Scheduled for Friday, June 20, 2008 05:00 PM-07:00 PM: Session 12 (Ball Rooms A and B) Poster Presentation

Longitudinal Comparison of Rates of Species-typical Behavior of Chimpanzees (PAN TROGLODYTES) in an Enriched Laboratory Environment

S. P. Leland1,2, A. M. West1,3, C. K. Shaver2, W. L. Wagner3, A. L. Cook2 and J. M. Erwin4,5
1BIOQUAL, Inc., Department of Primate Psychology, Rockville, MD, USA, 2BIOQUAL, Inc., Department of Primate Biology and Medicine, Research Boulevard, Rockville, MD, USA, 3BIOQUAL, Inc., Department of Primate Biology and Medicine, Parklawn Drive, Rockville, MD, USA, 4Foundation for Comparative and Conservation Biology, Needmore, PA, USA, 5VA-MD Regional College of Veterinary Medicine at Virginia Tech, Blacksburg, VA, USA
     Behavioral observations were conducted as an ongoing program of monitoring psychological well-being of chimpanzees involved in IACUC-approved preventive medicine studies.

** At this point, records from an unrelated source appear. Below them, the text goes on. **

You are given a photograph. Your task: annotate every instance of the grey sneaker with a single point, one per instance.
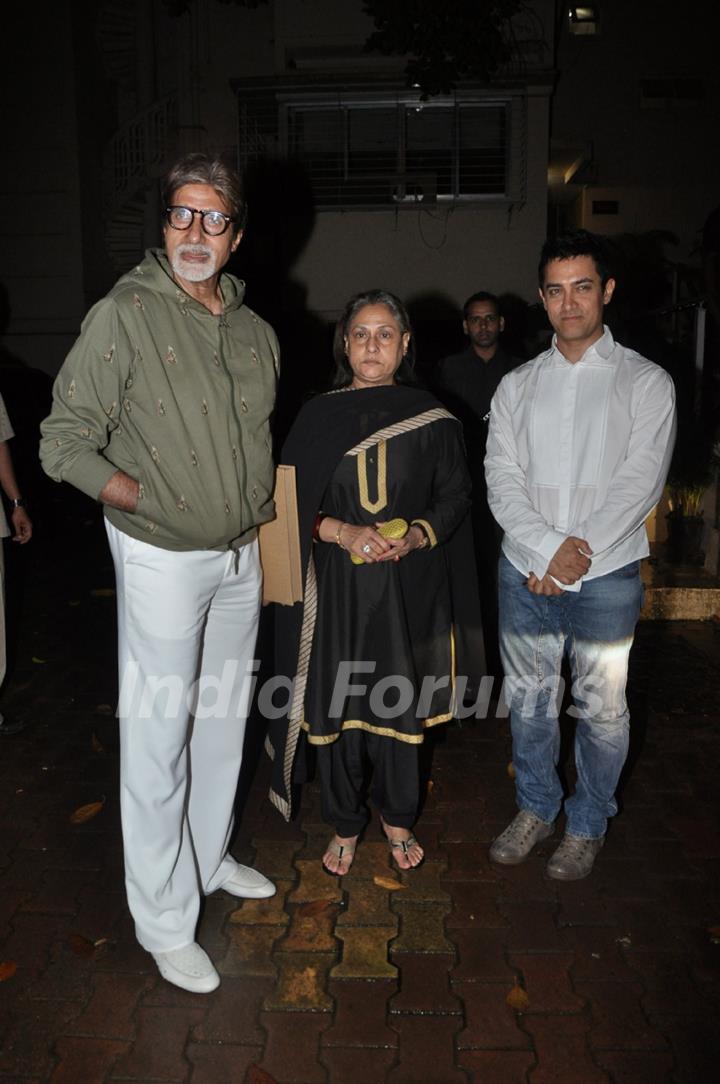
(514, 844)
(574, 859)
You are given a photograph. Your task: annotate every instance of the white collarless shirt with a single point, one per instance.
(579, 448)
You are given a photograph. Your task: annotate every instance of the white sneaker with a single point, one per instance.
(248, 884)
(190, 968)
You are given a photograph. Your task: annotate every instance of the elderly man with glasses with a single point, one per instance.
(162, 412)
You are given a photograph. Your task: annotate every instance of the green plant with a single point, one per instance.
(691, 473)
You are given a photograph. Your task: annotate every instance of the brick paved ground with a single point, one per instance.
(352, 981)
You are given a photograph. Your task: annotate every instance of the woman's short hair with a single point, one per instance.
(343, 374)
(200, 168)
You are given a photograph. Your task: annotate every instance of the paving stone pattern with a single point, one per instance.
(344, 981)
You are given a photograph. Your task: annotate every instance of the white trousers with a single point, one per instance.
(187, 632)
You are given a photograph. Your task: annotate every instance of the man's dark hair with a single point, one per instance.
(565, 246)
(201, 168)
(343, 374)
(481, 295)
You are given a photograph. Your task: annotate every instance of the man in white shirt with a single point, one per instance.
(578, 450)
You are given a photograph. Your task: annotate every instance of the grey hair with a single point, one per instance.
(201, 168)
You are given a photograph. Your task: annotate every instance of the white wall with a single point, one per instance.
(451, 252)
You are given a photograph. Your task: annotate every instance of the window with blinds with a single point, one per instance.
(374, 153)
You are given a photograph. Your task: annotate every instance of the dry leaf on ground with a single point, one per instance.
(84, 813)
(387, 882)
(517, 998)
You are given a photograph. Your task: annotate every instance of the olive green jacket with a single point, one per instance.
(177, 398)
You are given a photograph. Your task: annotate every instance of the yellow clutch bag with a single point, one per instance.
(393, 529)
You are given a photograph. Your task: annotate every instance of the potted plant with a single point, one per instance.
(690, 476)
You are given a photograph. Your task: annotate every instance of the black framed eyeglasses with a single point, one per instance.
(214, 221)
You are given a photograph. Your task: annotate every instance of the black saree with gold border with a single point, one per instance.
(372, 646)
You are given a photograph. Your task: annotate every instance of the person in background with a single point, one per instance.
(465, 383)
(22, 532)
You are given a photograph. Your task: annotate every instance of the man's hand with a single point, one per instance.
(571, 560)
(120, 492)
(23, 526)
(544, 586)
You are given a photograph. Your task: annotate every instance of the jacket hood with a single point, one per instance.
(155, 273)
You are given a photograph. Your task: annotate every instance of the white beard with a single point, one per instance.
(189, 270)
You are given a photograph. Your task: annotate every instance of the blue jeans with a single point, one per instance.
(595, 628)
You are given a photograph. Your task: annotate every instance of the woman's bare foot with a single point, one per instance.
(338, 856)
(405, 848)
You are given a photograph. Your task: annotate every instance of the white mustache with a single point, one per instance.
(189, 249)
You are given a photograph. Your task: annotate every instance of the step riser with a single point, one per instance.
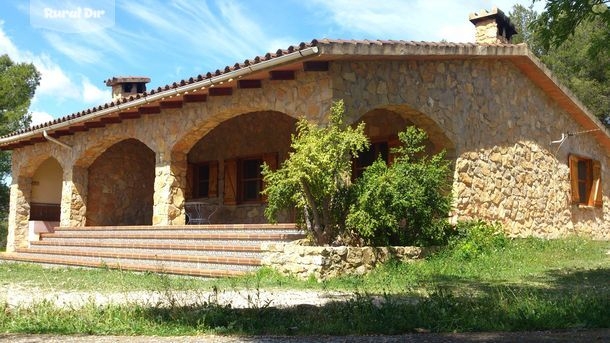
(160, 264)
(227, 253)
(219, 242)
(179, 231)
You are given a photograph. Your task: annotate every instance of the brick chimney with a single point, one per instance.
(492, 27)
(126, 86)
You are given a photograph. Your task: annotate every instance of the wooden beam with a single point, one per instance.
(188, 98)
(93, 124)
(111, 120)
(149, 110)
(247, 84)
(315, 66)
(281, 75)
(78, 128)
(220, 91)
(129, 115)
(171, 104)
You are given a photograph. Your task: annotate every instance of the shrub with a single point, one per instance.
(3, 234)
(475, 238)
(407, 202)
(315, 178)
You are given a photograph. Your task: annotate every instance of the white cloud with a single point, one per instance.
(410, 20)
(40, 117)
(93, 94)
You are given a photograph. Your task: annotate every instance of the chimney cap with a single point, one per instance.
(495, 14)
(124, 79)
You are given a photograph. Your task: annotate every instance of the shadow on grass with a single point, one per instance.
(560, 305)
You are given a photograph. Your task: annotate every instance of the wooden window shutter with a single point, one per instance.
(596, 187)
(573, 164)
(191, 180)
(393, 143)
(213, 181)
(271, 161)
(230, 184)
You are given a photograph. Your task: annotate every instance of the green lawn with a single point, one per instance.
(529, 284)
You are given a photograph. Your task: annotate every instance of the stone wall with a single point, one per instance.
(328, 262)
(494, 120)
(501, 125)
(246, 135)
(120, 188)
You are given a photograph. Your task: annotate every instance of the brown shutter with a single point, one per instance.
(191, 180)
(230, 186)
(393, 143)
(596, 187)
(573, 162)
(213, 182)
(271, 161)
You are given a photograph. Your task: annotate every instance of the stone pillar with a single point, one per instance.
(74, 197)
(19, 213)
(170, 185)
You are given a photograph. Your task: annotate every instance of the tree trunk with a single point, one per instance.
(317, 228)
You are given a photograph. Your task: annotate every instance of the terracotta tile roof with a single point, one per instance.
(331, 47)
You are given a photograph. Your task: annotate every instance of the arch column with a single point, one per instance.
(74, 196)
(19, 213)
(170, 183)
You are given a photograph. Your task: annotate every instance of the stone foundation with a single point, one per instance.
(328, 262)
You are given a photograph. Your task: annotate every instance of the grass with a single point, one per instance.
(527, 284)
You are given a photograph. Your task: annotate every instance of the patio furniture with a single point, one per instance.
(199, 212)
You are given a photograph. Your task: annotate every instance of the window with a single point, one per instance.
(585, 179)
(366, 158)
(204, 179)
(250, 180)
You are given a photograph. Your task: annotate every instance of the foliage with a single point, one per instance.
(18, 82)
(315, 177)
(407, 202)
(561, 18)
(475, 238)
(586, 74)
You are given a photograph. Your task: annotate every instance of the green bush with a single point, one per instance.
(407, 202)
(315, 179)
(3, 234)
(475, 238)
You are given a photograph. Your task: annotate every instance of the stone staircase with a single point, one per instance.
(197, 250)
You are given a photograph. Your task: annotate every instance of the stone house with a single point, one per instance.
(142, 158)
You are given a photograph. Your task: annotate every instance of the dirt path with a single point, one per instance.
(590, 336)
(19, 296)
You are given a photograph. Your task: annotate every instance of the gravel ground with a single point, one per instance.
(591, 336)
(19, 296)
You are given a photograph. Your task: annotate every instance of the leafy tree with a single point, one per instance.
(561, 18)
(586, 74)
(315, 178)
(407, 202)
(18, 82)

The chimpanzees were housed in a facility that provided a variety of enrichment objects, climbing structures, and glass-walled enclosures that permitted visual and auditory access to conspecifics. Seventeen chimpanzees ranging in age from 19 to 83 months were each observed one hour per day for 15 days, using five-minute point-sampling. Fifteen of the seventeen chimpanzees were singly-housed in accordance with research protocols, while the two youngest were paired together. An average of 92.6% of observation time included no abnormal patterns of behavior. Additionally, special attention was given to observations of seven individuals for whom this was the third set of intensive observations (Phase 3). These three phases of observations were conducted over a two year period (approximately one year apart). During Phase 1, five of these seven individuals were housed in direct social contact situations (one triad, and one dyad), while two were individually housed. All seven subjects were housed individually during and between Phase 2 and Phase 3. An average of >90% of observation sessions included no abnormal behavior during any of the three phases. No species-typical pattern of behavior significantly changed between or across the 3 phases in pair-wise repeated-measures tests [Wilcoxon Signed Rank Test; a=0.05]. These enriched conditions did not increase atypical behaviors.